Was it possible to avoid the troublesome complications
in our patients with such a long hospital stay
ranging from 16 to 51 days? Was it possible to
have an accurate preoperative diagnosis to be
more cautious during dissection? The answer is
“ Yes, by having a high index of suspicion for
the condition”.
Like others, we believe in the importance of
preoperative diagnosis. Firstly because xanthogranulomatous
cholecystitis may mimic gall bladder cancer both
clinically and radiologically (18) and secondly
because it is asssociated with a high incidence
of operative complications(19).

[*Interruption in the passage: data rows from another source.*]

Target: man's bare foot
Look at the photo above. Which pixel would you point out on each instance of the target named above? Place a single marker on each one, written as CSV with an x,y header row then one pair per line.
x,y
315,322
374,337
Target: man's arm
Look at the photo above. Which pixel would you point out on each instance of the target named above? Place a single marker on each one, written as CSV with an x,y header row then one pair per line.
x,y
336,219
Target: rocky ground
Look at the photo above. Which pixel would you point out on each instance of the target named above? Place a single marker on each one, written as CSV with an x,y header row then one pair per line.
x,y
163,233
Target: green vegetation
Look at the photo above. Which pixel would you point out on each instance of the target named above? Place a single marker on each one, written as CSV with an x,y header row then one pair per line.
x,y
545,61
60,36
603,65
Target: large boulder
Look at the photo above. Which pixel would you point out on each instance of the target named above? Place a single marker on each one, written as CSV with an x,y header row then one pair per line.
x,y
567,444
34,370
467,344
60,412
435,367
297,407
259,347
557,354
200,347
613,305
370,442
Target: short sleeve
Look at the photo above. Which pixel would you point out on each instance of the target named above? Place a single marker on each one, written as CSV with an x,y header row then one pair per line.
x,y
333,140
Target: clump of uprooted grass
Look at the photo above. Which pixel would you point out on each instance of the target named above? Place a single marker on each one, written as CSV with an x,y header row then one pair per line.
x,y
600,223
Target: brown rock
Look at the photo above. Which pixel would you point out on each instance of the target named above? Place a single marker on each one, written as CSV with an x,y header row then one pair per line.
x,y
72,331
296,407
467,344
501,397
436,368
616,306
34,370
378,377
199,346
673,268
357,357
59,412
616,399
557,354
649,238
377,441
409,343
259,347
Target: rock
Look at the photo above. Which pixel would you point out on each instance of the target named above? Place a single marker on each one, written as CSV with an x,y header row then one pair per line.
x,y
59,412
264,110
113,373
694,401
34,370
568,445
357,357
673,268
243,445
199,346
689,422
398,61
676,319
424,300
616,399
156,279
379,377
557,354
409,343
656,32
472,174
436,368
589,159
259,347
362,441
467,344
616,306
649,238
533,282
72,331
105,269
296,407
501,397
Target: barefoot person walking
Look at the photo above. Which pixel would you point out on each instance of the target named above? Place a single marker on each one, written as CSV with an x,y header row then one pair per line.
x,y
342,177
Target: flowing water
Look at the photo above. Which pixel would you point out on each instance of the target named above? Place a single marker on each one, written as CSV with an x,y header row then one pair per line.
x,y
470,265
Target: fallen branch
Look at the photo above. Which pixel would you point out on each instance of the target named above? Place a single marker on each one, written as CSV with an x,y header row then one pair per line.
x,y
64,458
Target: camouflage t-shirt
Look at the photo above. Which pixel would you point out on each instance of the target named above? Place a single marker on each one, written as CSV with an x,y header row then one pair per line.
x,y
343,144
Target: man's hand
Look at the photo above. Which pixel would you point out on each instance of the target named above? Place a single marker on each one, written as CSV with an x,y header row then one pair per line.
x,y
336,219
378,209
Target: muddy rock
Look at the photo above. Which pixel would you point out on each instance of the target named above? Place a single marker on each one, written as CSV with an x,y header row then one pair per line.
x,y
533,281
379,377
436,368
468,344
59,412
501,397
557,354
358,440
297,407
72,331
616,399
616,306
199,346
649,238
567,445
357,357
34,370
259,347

Finally, initial
laparoscopic exploration helps in the planning
of surgery with an early low threshold of conversion
when dense adhesions are seen.
We would rather rely on ultrasonic examination
for preoperative diagnosis by making radiologists
aware of the ultrasonic criteria of the disease,
because it is not practical to send every patient
with gallstones for other sophisticated imaging
procedures. Ultrasound-guided FNAC examination
of gall bladder mass lesions may help in this
respect(20).
We conclude that preoperative diagnosis of
xanthogranulomatous
cholecystitis is important. Because of the high
incidence of complications, subtotal cholecystectomy
is advisable. Early conversion and frozen section
examination are essential when in doubt.